I know I'm not perfect, and I'll even go so far as to admit that I don't know everything. I never claimed to have the inside truth scoop. I started this blog as a means to share my thoughts, feelings, opinions, and beliefs. Not so that I could start a thought revolution or brainwash the masses...rather, I just needed a forum where I could process out the inner workings of my brain and share some of myself with the world. PG, of course.
Additionally, I will even admit that yes, I possess a certain level of naivety. By and large, I have lived a sheltered existence. There are experiences that I have not partaken of- for better and for worse. I cannot claim to have walked through many of the tribulations and trials that others have.
But I don't think that should disqualify me from speaking my mind. I am a human being, and I have experienced things that other people have not. They are my experiences- no one else's. And I try to fill in the blanks by talking to others about their experiences, and reading about the experiences of others. It's not feasible (or even possible) to know every single human experience that there is. That's why communication is so important. That's why I feel that this blog is important. I feel that I have things to share with everybody. No, they won't pay off your credit card, fill your gas tank or solve world hunger. But that's not what I'm selling, anyways.
In terms of being inexperienced-I don't think that the lack of experience is an automatic disqualifier. Look at Samuel. Or Timothy. And those are just a couple biblical examples off the top of my head. Again, I'm not saying that I'm absolutely, 100% positively correct and above reproach. Because I know that I'm not. But don't disqualify the words I write or the things I say just because they come in a package that doesn't look like the one they show on T.V.

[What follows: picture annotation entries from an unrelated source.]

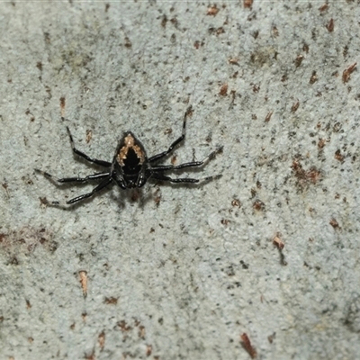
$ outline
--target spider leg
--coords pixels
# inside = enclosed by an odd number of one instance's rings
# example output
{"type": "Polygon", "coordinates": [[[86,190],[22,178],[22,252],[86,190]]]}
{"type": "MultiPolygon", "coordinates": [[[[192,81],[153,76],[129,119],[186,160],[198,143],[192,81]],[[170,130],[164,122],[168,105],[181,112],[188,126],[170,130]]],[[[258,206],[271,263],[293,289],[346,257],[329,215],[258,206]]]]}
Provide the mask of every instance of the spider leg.
{"type": "Polygon", "coordinates": [[[180,138],[176,139],[167,148],[167,150],[160,152],[160,154],[154,155],[148,159],[149,163],[155,162],[159,160],[160,158],[166,157],[167,154],[169,154],[171,151],[173,151],[174,148],[179,144],[181,141],[185,139],[185,129],[186,129],[186,117],[191,112],[191,106],[186,110],[185,114],[184,115],[184,122],[183,122],[183,132],[180,136],[180,138]]]}
{"type": "Polygon", "coordinates": [[[149,169],[150,172],[162,172],[167,170],[178,170],[185,167],[194,167],[194,166],[201,166],[206,163],[208,163],[212,158],[215,158],[215,155],[219,152],[222,151],[223,147],[218,148],[216,150],[212,151],[210,155],[208,155],[202,161],[192,161],[190,163],[184,163],[180,165],[164,165],[159,166],[151,167],[149,169]]]}
{"type": "MultiPolygon", "coordinates": [[[[108,177],[105,180],[102,181],[96,187],[94,187],[92,192],[90,192],[88,194],[84,194],[83,195],[80,195],[80,196],[76,196],[76,197],[68,201],[67,203],[68,204],[75,203],[75,202],[80,202],[81,200],[86,199],[90,196],[93,196],[95,193],[99,192],[100,190],[103,190],[104,187],[109,185],[112,182],[112,178],[108,177]]],[[[53,204],[56,204],[56,202],[53,202],[53,204]]]]}
{"type": "Polygon", "coordinates": [[[200,182],[206,182],[206,181],[212,181],[215,179],[219,179],[222,176],[221,174],[219,175],[214,175],[212,176],[207,176],[207,177],[202,177],[201,179],[193,179],[191,177],[178,177],[176,179],[173,179],[170,176],[166,176],[163,174],[153,174],[151,176],[153,179],[157,180],[162,180],[162,181],[168,181],[170,183],[200,183],[200,182]]]}
{"type": "Polygon", "coordinates": [[[104,177],[108,177],[110,176],[110,172],[106,173],[97,173],[97,174],[93,174],[89,175],[88,176],[86,177],[63,177],[63,178],[56,178],[54,177],[51,174],[47,173],[46,171],[35,169],[37,173],[40,173],[43,175],[45,177],[48,179],[50,179],[51,181],[55,181],[57,183],[86,183],[89,180],[98,180],[98,179],[103,179],[104,177]]]}
{"type": "Polygon", "coordinates": [[[70,130],[68,129],[68,127],[67,126],[67,130],[68,130],[68,137],[70,138],[70,143],[71,143],[71,148],[73,149],[73,152],[76,155],[78,155],[81,158],[84,158],[86,160],[96,164],[96,165],[100,165],[101,166],[105,166],[105,167],[110,167],[112,166],[112,163],[109,163],[107,161],[104,161],[104,160],[98,160],[96,158],[93,158],[88,157],[86,154],[85,154],[84,152],[78,150],[74,144],[74,140],[73,140],[73,136],[71,135],[70,130]]]}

Yes, I am somewhat of an idealist. So was Jesus. So was Martin Luther King, Jr. Of course they also dwelt firmly in reality. And I strive to do that- I do. I feel that I'm pretty pragmatic, for the most part. But I don't think that we should just blindly accept reality because it's the way things are. Without the pursuit of high and noble principles- aren't we just reduced to animals? Struggling to survive on the bottom of the hierarchy of needs? Sure, the world functions in reality- but it changes because of dreamers.
I guess what I'm trying to say is- this blog is me. It's me, putting myself out there. My heart on the screen. I don't ask you to blindly take what I say as gospel. I want to raise questions. Sure, there are often times when I just want to score some good laughs. And sometimes, I might make ridiculous pop-culture related lists that really serve no purpose other than cluttering up cyber-space. But there are times when I dig deep into those parts of myself where I have wrestled with serious issues, and I try to present those issues to you so that you can wrestle with them yourselves. I want us to grow. And I don't think we can really truly grow unless we are willing to put our innermost beliefs and ideas to the test. If we just reject opposition out of hand- then we still might become more secure in our own beliefs- but we are robbing ourselves of a chance to experience something wonderful- a chance to encounter truth.